Quoting Steve Reinhardt <[email protected]>:
On Tue, Jul 13, 2010 at 11:20 AM, Gabe Black <[email protected]> wrote:
I can't say it was -the- reason, but one reason is that the TLBs as is
don't actually send the packets for the CPU, so they can't split
anything into multiple transactions easily. I'm intrigued by the idea of
putting the TLB behind a port or port like interface, maybe even
exporting the TLB outside of the CPU's guts and putting it inline with
external accesses.
I see from your subsequent email that you've already thought of some
drawbacks to this... I agree it's nice in the common case, but has the
problem that it constrains the pipeline design perhaps more than you
really want to. We're probably better off finding a way to embed two
physical addresses in a Request.
I'd rather not pollute the Request objects with this stuff. What would
happen if (and I'm not saying we'd want to) we decide we need to
support accesses split into three pieces? Then we'd have all these
request objects with three addresses in them when 99% of the time they
only needed one. I like the idea of the separation happening before
the packets/requests are sent out with just enough baggage attached to
put it all back together when the pieces come back.
There are three problems with that, though. First,
the TLB would likely need some alternative way to pass a fault back to
the CPU. Maybe the request would have a fault pointer field?

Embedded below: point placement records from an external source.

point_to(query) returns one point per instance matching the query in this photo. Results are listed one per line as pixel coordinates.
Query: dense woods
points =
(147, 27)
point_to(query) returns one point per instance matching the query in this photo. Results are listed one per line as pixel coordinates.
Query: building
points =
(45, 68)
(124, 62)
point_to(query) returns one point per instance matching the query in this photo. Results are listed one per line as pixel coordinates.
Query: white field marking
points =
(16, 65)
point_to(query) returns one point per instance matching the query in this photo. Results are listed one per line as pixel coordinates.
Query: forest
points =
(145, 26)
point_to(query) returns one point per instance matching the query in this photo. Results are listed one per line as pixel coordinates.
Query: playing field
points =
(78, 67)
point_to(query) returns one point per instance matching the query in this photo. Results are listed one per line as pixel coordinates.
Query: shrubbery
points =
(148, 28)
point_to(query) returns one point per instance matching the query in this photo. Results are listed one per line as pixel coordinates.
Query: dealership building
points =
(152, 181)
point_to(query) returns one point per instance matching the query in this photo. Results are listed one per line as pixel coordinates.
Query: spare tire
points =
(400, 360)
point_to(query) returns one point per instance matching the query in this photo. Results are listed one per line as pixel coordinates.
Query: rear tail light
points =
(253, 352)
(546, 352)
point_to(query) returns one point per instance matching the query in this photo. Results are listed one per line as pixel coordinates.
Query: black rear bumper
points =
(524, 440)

Adding a field to contain a fault code seems pretty simple.
Second, the
TLB is the thing that recognizes when an access is to memory mapped
control state within the CPU. It would need a way to communicate with
the CPU to get/set those values.
Or better yet just to communicate back to the CPU that it needs to
access its internal state. Is it possible to remap this memory-mapped
state to virtual addresses? If not, we could even move that check out
of the TLB and into the CPU (not saying that's the best thing, just
that it would be a possibility).
There are accesses like wrmsr and rdmsr in x86 that know they're going
for internal state with an address like index and purposefully flag
the virtual address as such, but then there are also regions of the
per CPU physical address space like the local APIC page that pretty
much need to be checked after translation. You could do this in two
passes, one before and after translation, but that's a less flexible
approach and seems more cumbersome compared to doing it in the TLB
where all information is avaiable at once.
I think this problem basically goes away, though, if the TLB isn't the
last step before memory. The request object is marked by a flag that
says it's for memory mapped state (we're missing a p in there in some
places, I think), and then the CPU knows to handle it specially
instead of actually accessing memory. This does contribute to some of
the complexity in the memory chopping up and gluing back together
code, but no better mechanism jumps to mind right away.

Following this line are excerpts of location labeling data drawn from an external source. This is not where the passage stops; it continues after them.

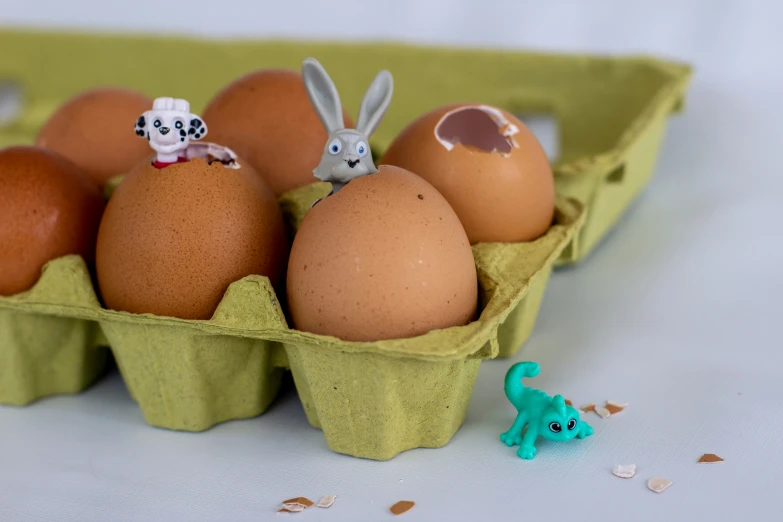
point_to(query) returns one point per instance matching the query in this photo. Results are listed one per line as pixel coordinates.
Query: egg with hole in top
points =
(173, 239)
(487, 164)
(49, 208)
(95, 131)
(267, 118)
(384, 258)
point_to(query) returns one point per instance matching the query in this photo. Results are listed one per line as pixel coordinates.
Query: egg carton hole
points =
(547, 129)
(10, 101)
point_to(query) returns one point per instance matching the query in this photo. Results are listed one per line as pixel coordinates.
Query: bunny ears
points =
(326, 101)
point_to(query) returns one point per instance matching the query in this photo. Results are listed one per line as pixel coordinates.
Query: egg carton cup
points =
(611, 111)
(371, 399)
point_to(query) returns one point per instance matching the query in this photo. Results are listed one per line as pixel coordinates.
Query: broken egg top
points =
(488, 166)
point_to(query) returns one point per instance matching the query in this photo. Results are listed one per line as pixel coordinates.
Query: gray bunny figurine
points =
(347, 152)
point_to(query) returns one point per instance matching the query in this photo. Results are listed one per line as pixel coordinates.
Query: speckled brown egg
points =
(48, 208)
(95, 131)
(267, 118)
(173, 239)
(488, 165)
(384, 258)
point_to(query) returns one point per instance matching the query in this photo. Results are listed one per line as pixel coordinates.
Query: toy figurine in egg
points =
(347, 152)
(169, 127)
(544, 416)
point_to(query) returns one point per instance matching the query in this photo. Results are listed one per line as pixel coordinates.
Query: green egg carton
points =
(371, 399)
(611, 111)
(51, 353)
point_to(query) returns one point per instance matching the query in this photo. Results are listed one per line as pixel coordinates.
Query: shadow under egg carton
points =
(371, 399)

Third, the control state that actually
-runs- the TLB is maintained by the CPU, namely what mode it's in, etc.
I think you're on to something with the discussion below...
This also brings up another idea I've been rolling around for a while.
Why is all the control state local to the miscregfile/it's decendant the
ISA object? Why don't we put control state that matters to the TLB, or
at least a copy of it, in the TLB itself and then communicate it back
and forth as necessary? That would be easier to code (or at least I'm
guessing) since you'd just have the state right there, faster since it
avoids calling out for it, and would more conceptually match real
hardware where all the control state isn't put in one huge blob
someplace.
When I discovered that your x86 implementation has 200+ miscregs I
began to think that there was a problem here :-). I agree that
finding a way to spread it out makes sense. Just putting the
indirection in readMiscRegs/writeMiscRegs would be one way to do it, I
guess, but it would be nice to clean things up further to avoid this
giant linear index space (like you were alluding to in a previous
email).
Yeah, x86 just has gobs and gobs of control state. A significant
portion of that are what's called MSRs which are model specific
registers, although a lot of those are specified in the architecture
manual and one, the EFER, is required to enter 64 bit mode, so they
aren't necessarily all that model specific. Some of those control like
the MTRRs or memory type range registers control whether regions of
memory are cachable, etc. etc, so those could probably go in the TLBs.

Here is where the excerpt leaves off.